当前位置:网站首页>Machine learning - Data Science Library Day 3 - Notes
Machine learning - Data Science Library Day 3 - Notes
2022-07-01 12:04:00 【weixin_ forty-five million six hundred and forty-nine thousand 】
Catalog
What is? numpy
In a Python Basic database of scientific computing in China , Focus on numerical calculation , Most of them PYTHON Basic database of scientific computing database , Mostly used in large 、 Perform numeric operations on multidimensional arrays
Axis (axis)
stay numpy Can be understood as direction , Use 0,1,2… Digital representation , For a one-dimensional array , only one 0 Axis , about 2 Dimension group (shape(2,2)), Yes 0 Axis and 1 Axis , For three-dimensional arrays (shape(2,2, 3)), Yes 0,1,2 Axis
With the concept of axis , It will be more convenient for us to calculate , For example, calculate a 2 The average of the set of dimensions , You must specify which direction to calculate the average of the numbers above
Create array :
Modify the shape of the array
Inter array operation
Transpose matrix
numpy Reading data
CSV:Comma-Separated Value, Comma separated value files
Show : Form status
Source file : Formatted text with newline and comma separated rows and columns , Each row of data represents a record
because csv Easy to show , Read and write , So it's also used in many places csv Storage and transmission of small and medium-sized data , For the convenience of teaching , We will often operate csv File format , But it is also easy to operate the data in the database
numpy Reading data
numpy Read and store data
# coding=utf-8
import numpy as np
us_file_path = "./youtube_video_data/US_video_data_numbers.csv"
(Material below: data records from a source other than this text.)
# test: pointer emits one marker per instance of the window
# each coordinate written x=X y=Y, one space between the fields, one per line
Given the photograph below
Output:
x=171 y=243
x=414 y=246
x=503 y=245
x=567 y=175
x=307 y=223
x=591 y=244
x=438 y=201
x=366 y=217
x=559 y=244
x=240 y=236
uk_file_path = "./youtube_video_data/GB_video_data_numbers.csv"
# t1 = np.loadtxt(us_file_path,delimiter=",",dtype="int",unpack=True)
t2 = np.loadtxt(us_file_path,delimiter=",",dtype="int")
# print(t1)
print(t2)
print("*"*100)
b = t2[2:5,1:4]
# print(b)
# Take multiple non adjacent points
# The result is (0,0) (2,1) (2,3)
c = t2[[0,2,2],[0,1,3]]
print(c)
Running results :
numpy Boolean index in
numpy The ternary operator in
numpy Medium nan and inf
nan(NAN,Nan):not a number It's not a number
When we read the local file as float When , If there is a deficiency , Will appear nan
As an inappropriate calculation ( For example, infinity (inf) Subtract infinity )
inf(-inf,inf):infinity,inf Positive infinity ,-inf Negative infinity
When will it show up inf Include (-inf,+inf)
For example, a number divided by 0,(python An error will be reported directly in ,numpy There is a inf perhaps -inf)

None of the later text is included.